In May of 2017, I travelled with a group of grade 9 and 10 students from Hong Kong’s Independent Schools Foundations (ISF) Academy to a small village in Baray District, Cambodia. As a teaching co-op, my role was to instruct and direct student research in the community and to assist with their service learning projects. According to the Global Climate Risk Index, Cambodia is consistently ranked as one of the world’s most vulnerable nations to climate change, and I was eager to dig into why this was the case.

With rural populations dependent on agriculture for their income, frequent flooding and droughts caused by a changing climate have dismantled village economies in Cambodia. Farmers plant rice according to the rainy and dry seasons in southeast Asia, seasons which are affected by global temperature changes. What were once reliable patterns of rainfall have become unpredictable, and farmers can no longer look to their calendars for guidance. In general, Cambodian small holders no longer make a living through rice planting due to frequent crop failure. Of the 22 village households we surveyed during our time in Baray, 15 reported being food insecure.

When crops fail, farmers are left in debt from the seeds they purchased and are forced to sell their land to pay it back. Many villagers now have left their fields behind to find work in Thailand or Cambodia. Of the households we surveyed, fifty percent reported the need to migrate for income, creating an unsustainable village economy and a fragmented community. When independent farmers in Cambodia have to sell their land due to crop failure, oftentimes it is bought up and consolidated by foreign companies for use in growing cash crops like rubber and palm oil. Where there were once rice paddies and trees, heavy machinery is now reshaping the landscape. Investors from major greenhouse gas-producing nations are profiting off of the fact that climate change, a phenomenon to which they have contributed, has pushed out independent Cambodian farmers. These farmers bear little responsibility for a changing climate, yet they have to face the greatest consequences.

This theme of climate injustice is not exclusive to Cambodia, but watching backhoes roll across what were once lush and productive rice paddies brought home for me the human aspect of this global issue. After completing our household surveys, I spoke with some students about the shortcomings of quantitative data. I was happy to hear them reflect on the realization that reducing this village to a dataset does not tell the full story. Statistics could not convey the human experiences which made up Cambodian rural life, good or bad. They could not replace the sense of empathy felt from speaking to people in their own homes, and running around the schoolyard with second graders. Perhaps it is this sense of empathy that is missing from the world’s discussion of climate justice in Paris and Marrakech, where the United Nations Climate Change Conference took place in 2015 and 2016.  

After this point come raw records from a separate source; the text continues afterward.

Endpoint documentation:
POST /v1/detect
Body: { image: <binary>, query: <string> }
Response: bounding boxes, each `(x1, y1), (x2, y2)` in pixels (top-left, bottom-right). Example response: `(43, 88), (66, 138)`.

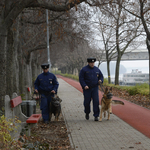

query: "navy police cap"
(87, 57), (96, 62)
(41, 63), (49, 69)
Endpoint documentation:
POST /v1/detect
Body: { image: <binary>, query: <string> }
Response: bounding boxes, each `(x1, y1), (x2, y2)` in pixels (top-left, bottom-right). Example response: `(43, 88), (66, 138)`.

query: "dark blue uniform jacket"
(34, 72), (59, 93)
(79, 65), (103, 89)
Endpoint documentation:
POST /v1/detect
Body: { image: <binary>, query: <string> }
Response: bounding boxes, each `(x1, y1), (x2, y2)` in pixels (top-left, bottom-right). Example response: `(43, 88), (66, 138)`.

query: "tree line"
(0, 0), (150, 110)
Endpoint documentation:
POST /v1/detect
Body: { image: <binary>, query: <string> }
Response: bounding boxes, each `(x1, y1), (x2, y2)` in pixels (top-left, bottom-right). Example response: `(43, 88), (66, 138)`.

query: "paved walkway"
(58, 78), (150, 150)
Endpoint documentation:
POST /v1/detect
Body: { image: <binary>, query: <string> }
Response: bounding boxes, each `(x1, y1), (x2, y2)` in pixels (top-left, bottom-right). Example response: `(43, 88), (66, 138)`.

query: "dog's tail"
(112, 100), (124, 105)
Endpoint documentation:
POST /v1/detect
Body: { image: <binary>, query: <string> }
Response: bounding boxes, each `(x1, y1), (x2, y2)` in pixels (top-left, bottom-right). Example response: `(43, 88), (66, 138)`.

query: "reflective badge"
(96, 72), (99, 77)
(49, 79), (52, 84)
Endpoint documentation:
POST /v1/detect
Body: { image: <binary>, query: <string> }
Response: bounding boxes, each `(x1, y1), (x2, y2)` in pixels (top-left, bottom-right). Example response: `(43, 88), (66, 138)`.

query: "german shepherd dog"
(99, 87), (124, 121)
(49, 94), (62, 121)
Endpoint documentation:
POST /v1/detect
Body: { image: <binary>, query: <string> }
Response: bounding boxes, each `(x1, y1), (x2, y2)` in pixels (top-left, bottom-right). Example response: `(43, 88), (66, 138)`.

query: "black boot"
(94, 117), (98, 121)
(85, 114), (90, 120)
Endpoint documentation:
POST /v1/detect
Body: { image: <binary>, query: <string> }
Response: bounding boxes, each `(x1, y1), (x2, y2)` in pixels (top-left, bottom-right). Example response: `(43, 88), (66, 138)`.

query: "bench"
(5, 93), (42, 136)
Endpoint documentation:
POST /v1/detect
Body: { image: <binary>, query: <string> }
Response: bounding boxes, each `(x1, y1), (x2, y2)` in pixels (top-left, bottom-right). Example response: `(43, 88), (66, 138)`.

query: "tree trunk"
(146, 35), (150, 100)
(107, 60), (111, 84)
(115, 54), (121, 85)
(6, 29), (14, 98)
(0, 24), (7, 112)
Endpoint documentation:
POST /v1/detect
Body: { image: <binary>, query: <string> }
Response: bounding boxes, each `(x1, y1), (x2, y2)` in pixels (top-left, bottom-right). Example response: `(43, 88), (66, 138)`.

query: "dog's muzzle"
(107, 92), (113, 99)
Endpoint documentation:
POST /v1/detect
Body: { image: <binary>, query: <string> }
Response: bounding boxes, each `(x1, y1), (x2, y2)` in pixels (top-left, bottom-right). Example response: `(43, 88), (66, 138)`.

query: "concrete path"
(58, 78), (150, 150)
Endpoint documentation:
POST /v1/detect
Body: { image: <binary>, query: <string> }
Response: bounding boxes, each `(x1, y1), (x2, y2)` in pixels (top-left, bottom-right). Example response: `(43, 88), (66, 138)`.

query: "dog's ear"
(109, 87), (112, 91)
(104, 87), (108, 94)
(54, 94), (57, 98)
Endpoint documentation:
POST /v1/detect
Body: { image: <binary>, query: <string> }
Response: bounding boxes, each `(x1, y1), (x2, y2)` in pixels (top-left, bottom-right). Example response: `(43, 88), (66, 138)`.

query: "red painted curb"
(57, 75), (150, 138)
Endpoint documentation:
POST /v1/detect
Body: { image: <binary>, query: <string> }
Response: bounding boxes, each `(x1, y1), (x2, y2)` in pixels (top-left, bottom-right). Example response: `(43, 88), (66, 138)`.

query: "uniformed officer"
(79, 58), (103, 121)
(34, 64), (59, 124)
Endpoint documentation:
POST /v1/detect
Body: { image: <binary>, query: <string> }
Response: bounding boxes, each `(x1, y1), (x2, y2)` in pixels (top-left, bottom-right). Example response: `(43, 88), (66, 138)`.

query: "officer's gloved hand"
(84, 86), (89, 90)
(98, 80), (102, 84)
(34, 89), (38, 94)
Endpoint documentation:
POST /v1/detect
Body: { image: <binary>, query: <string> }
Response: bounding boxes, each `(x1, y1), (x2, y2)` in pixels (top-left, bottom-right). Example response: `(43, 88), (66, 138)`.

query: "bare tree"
(122, 0), (150, 97)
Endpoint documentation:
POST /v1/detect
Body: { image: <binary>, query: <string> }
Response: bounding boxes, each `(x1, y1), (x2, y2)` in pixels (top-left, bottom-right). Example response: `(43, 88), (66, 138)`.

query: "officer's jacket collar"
(87, 65), (94, 69)
(43, 71), (49, 75)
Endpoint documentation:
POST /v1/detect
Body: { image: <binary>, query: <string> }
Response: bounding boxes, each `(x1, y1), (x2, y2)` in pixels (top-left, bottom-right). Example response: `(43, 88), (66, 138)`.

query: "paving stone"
(58, 78), (150, 150)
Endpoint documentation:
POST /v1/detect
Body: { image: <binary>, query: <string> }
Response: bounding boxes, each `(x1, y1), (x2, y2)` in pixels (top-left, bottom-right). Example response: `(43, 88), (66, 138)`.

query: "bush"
(127, 86), (139, 95)
(0, 115), (20, 150)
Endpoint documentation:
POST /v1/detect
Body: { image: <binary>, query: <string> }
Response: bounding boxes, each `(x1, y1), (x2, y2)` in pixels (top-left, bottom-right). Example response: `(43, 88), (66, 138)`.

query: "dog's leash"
(99, 83), (104, 92)
(99, 83), (113, 99)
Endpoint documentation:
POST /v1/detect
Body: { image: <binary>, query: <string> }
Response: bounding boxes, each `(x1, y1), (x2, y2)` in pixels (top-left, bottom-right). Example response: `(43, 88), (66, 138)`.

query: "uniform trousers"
(83, 86), (100, 117)
(40, 94), (54, 122)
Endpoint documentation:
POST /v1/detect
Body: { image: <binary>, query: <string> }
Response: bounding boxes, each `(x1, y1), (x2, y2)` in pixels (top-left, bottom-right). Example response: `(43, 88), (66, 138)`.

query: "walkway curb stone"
(58, 78), (150, 150)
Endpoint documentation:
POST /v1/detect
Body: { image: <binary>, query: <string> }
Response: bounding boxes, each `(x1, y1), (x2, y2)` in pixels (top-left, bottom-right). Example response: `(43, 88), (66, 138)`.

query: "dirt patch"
(102, 87), (150, 109)
(22, 88), (150, 150)
(23, 109), (74, 150)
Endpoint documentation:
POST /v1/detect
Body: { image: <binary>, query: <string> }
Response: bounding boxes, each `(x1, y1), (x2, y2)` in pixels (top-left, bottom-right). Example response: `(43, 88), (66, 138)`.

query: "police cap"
(41, 63), (49, 69)
(87, 57), (96, 62)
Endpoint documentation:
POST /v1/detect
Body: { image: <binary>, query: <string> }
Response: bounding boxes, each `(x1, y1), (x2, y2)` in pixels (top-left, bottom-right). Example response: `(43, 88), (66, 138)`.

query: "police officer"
(79, 58), (103, 121)
(34, 64), (59, 124)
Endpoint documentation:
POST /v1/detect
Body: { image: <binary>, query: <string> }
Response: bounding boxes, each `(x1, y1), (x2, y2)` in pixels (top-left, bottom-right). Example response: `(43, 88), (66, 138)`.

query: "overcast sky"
(120, 60), (149, 73)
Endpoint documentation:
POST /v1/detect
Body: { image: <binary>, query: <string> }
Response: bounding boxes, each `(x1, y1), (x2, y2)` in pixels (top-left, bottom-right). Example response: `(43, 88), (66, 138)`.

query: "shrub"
(0, 115), (20, 150)
(127, 86), (139, 95)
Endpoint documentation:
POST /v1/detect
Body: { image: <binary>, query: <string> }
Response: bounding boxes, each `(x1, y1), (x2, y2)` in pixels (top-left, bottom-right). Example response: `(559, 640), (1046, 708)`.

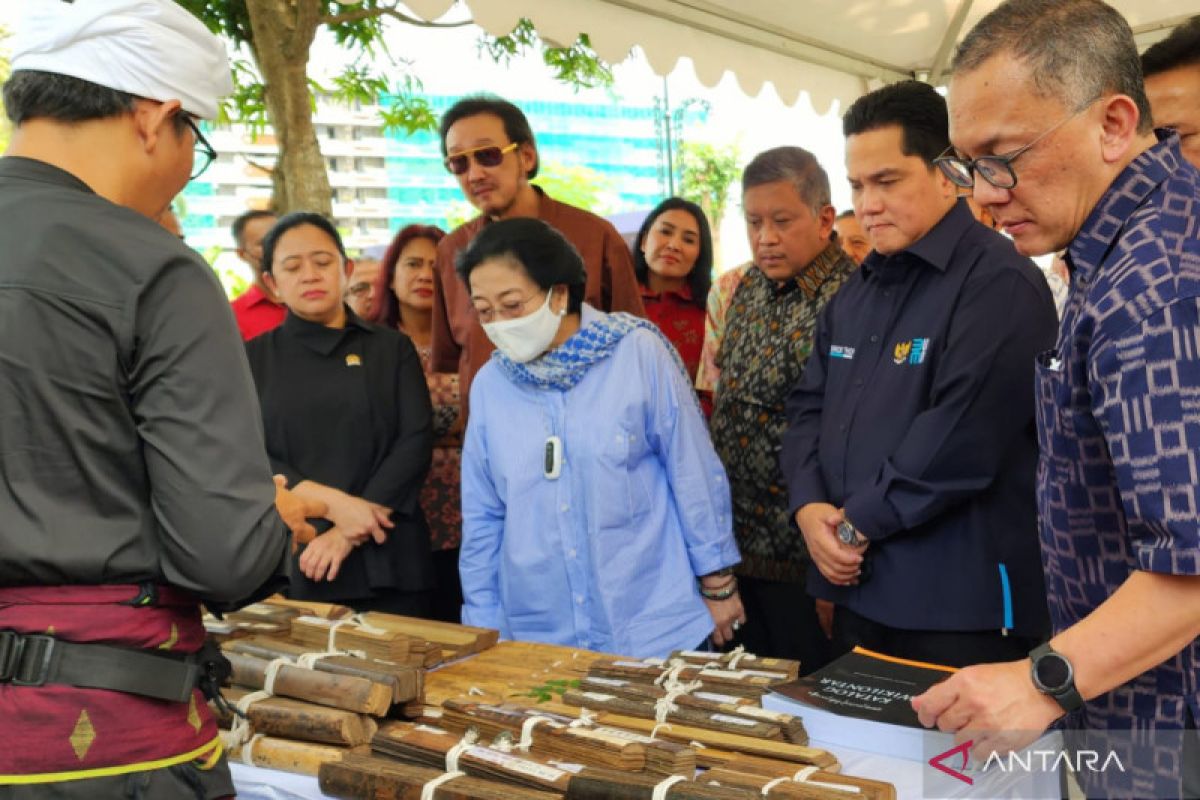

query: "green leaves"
(479, 17), (612, 90)
(521, 679), (580, 703)
(679, 142), (740, 228)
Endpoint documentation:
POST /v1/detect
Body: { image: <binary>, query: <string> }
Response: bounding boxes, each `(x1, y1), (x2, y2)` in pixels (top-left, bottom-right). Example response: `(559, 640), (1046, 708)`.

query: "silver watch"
(838, 519), (866, 547)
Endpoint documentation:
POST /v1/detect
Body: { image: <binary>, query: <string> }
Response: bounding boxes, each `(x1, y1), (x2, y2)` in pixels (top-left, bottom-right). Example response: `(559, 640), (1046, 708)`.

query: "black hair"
(4, 70), (137, 125)
(4, 70), (187, 134)
(1141, 17), (1200, 78)
(229, 209), (276, 247)
(634, 197), (713, 308)
(841, 80), (950, 169)
(742, 146), (830, 216)
(438, 95), (541, 179)
(455, 217), (588, 314)
(950, 0), (1153, 133)
(263, 211), (346, 272)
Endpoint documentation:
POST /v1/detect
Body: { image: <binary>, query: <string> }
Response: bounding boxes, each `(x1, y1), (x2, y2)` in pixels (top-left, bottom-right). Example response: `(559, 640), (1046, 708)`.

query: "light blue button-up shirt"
(460, 306), (739, 657)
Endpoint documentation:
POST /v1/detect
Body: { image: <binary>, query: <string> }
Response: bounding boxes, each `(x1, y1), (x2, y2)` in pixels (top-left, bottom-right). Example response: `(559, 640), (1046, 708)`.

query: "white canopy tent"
(407, 0), (1200, 113)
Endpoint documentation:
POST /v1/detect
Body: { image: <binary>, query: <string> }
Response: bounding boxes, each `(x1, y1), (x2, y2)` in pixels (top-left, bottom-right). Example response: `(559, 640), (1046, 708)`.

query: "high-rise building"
(182, 96), (665, 256)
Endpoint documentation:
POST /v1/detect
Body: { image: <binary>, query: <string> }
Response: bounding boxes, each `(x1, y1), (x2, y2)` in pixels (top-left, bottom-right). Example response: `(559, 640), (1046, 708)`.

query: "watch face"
(1033, 652), (1070, 692)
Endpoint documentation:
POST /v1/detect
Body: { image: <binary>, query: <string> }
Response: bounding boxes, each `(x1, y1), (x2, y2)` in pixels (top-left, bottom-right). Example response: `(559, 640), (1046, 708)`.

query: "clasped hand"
(796, 503), (870, 587)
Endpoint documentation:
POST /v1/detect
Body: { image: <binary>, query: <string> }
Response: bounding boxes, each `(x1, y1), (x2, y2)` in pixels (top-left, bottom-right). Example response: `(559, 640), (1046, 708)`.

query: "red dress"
(641, 285), (704, 384)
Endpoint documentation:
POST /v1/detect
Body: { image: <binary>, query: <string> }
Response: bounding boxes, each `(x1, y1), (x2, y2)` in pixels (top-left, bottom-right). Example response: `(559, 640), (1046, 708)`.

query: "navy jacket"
(781, 201), (1057, 636)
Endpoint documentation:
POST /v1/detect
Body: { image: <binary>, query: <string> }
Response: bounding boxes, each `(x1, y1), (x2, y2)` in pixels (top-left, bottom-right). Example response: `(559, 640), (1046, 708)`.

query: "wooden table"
(425, 642), (611, 716)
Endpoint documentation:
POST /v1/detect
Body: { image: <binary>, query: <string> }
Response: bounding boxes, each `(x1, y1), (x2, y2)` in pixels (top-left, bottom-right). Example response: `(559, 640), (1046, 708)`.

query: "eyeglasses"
(445, 142), (521, 175)
(475, 291), (541, 325)
(934, 97), (1099, 190)
(181, 113), (217, 181)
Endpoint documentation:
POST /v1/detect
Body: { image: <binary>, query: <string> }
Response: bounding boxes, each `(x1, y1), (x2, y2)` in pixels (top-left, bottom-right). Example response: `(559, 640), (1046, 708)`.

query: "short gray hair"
(952, 0), (1153, 133)
(742, 148), (832, 215)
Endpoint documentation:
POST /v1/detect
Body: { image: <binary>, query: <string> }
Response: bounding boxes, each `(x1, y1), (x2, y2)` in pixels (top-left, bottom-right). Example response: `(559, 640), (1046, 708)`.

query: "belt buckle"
(10, 633), (56, 686)
(0, 631), (18, 684)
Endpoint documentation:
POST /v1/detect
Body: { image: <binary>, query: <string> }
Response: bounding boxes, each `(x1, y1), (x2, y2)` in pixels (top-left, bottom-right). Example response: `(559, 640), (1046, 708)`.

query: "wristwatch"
(1030, 642), (1084, 714)
(838, 517), (866, 547)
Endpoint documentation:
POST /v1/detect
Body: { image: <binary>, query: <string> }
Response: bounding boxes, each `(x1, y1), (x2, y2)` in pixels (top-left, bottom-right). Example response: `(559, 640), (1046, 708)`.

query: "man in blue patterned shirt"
(914, 0), (1200, 798)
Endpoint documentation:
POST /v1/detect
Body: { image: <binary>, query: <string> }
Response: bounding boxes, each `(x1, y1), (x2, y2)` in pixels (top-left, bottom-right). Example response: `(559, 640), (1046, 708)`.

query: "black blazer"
(246, 308), (434, 604)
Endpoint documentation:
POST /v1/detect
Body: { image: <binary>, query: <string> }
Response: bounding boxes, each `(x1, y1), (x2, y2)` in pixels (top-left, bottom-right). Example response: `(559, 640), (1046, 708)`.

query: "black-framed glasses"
(475, 291), (545, 325)
(182, 113), (217, 181)
(934, 97), (1099, 190)
(444, 142), (521, 175)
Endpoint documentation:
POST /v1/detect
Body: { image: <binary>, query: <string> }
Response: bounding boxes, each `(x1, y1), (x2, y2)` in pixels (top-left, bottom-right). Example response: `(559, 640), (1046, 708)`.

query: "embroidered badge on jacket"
(892, 338), (929, 365)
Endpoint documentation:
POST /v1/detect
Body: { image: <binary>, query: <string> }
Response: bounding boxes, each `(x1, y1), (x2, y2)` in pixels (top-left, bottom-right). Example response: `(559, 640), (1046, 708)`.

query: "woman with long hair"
(246, 212), (433, 616)
(634, 197), (713, 384)
(457, 218), (745, 656)
(371, 224), (462, 622)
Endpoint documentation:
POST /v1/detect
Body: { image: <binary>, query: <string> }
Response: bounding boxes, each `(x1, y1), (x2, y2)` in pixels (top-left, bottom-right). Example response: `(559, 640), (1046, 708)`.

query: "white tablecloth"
(229, 741), (1061, 800)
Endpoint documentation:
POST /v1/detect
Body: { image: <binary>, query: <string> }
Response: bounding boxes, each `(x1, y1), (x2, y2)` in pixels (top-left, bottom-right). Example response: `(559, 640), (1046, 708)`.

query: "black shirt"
(0, 157), (288, 601)
(246, 308), (433, 604)
(782, 200), (1056, 636)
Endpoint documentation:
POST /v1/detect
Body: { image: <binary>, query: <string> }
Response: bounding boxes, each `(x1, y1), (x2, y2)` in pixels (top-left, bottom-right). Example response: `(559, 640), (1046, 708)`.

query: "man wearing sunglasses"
(432, 95), (644, 410)
(0, 0), (324, 800)
(914, 0), (1200, 798)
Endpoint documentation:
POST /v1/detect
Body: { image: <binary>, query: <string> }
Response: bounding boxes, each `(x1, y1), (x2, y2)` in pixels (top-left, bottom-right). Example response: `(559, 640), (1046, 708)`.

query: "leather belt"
(0, 631), (213, 703)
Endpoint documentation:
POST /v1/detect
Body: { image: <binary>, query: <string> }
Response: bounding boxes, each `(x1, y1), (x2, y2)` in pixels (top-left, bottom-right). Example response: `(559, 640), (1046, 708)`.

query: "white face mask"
(484, 289), (566, 363)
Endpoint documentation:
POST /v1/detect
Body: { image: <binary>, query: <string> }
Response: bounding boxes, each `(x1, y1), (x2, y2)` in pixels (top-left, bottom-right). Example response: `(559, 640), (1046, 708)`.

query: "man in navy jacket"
(782, 82), (1056, 666)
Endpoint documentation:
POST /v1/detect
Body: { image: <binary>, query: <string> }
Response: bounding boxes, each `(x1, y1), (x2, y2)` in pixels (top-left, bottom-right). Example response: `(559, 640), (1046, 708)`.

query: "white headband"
(12, 0), (233, 119)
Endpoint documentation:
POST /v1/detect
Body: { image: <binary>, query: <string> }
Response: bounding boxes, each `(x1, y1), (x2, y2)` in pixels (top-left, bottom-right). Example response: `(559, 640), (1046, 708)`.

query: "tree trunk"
(246, 0), (332, 216)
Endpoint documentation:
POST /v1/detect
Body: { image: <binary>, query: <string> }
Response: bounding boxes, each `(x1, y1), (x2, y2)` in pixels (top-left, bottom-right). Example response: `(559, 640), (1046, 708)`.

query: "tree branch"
(320, 6), (475, 28)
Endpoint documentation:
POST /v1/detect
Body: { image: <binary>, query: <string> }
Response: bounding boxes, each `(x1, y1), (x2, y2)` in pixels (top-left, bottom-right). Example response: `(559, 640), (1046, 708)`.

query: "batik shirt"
(1037, 132), (1200, 796)
(710, 243), (854, 581)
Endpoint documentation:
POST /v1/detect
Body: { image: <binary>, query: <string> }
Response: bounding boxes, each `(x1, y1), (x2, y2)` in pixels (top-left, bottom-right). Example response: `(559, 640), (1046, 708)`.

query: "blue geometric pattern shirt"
(1037, 132), (1200, 796)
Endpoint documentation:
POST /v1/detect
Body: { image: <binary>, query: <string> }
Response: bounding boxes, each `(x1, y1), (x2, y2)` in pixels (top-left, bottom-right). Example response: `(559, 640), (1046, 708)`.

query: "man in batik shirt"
(914, 0), (1200, 798)
(702, 148), (854, 672)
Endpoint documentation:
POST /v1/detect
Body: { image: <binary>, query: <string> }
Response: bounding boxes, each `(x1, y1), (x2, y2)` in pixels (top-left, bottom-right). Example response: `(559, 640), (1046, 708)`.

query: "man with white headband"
(0, 0), (324, 800)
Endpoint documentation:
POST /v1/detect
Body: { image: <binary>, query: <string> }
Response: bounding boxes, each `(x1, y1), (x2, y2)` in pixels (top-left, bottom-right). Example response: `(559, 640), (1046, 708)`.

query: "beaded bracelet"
(700, 578), (738, 600)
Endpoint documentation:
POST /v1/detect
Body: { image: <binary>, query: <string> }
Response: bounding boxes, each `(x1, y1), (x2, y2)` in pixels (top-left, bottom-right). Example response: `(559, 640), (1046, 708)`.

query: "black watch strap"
(1030, 642), (1084, 714)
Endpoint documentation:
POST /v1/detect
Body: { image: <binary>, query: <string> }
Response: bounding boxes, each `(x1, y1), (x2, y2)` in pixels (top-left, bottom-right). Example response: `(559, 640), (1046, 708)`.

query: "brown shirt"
(432, 186), (646, 410)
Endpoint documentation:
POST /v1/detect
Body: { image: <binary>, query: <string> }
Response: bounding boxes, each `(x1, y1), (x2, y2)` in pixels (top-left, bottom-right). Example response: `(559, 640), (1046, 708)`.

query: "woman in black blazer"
(246, 212), (433, 615)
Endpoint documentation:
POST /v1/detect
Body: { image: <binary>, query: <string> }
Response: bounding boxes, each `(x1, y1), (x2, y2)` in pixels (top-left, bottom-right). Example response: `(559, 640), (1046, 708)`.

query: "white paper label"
(692, 692), (745, 704)
(466, 747), (566, 781)
(700, 669), (745, 680)
(570, 726), (654, 745)
(713, 714), (758, 728)
(738, 705), (794, 723)
(742, 669), (787, 680)
(583, 678), (629, 686)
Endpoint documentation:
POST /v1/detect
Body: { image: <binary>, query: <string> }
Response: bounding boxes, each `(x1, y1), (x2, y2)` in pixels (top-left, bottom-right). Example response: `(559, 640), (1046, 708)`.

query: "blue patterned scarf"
(492, 312), (690, 391)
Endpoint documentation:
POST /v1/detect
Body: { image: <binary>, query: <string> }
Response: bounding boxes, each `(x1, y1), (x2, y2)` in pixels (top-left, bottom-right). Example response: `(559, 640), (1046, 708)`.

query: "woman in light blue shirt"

Cambodia is a nation that has faced great historical challenges and atrocities which visitors like myself can only begin to understand. Less than forty years after the fall of Pol Pot’s brutally destructive Khmer Rouge, Cambodia has bounced back to become one of the fastest growing economies in Asia. Due to issues like climate injustice, not everyone enjoys the benefits of this development.

I look forward to seeing what Cambodia’s next Angkor Wat will be. For now, In Baray’s villages, it takes the shape of safe and welcoming elementary schools. Next year, it may be a community medical center. Initiatives like this cannot stop climate change, but they give people a reason to come back and try to make a living in their original homes. By strengthening rural communities in this way, their voices can become stronger as well. It will take a loud voice to achieve global climate justice, but by bringing human lives into the conversation, the fight against climate change becomes even more urgent. With so many discussions about the future effects of rising sea levels in Boston and Miami, we ought to also be paying attention to the current realities affecting places like Cambodia, whose realities are brought on by polluters like the United States.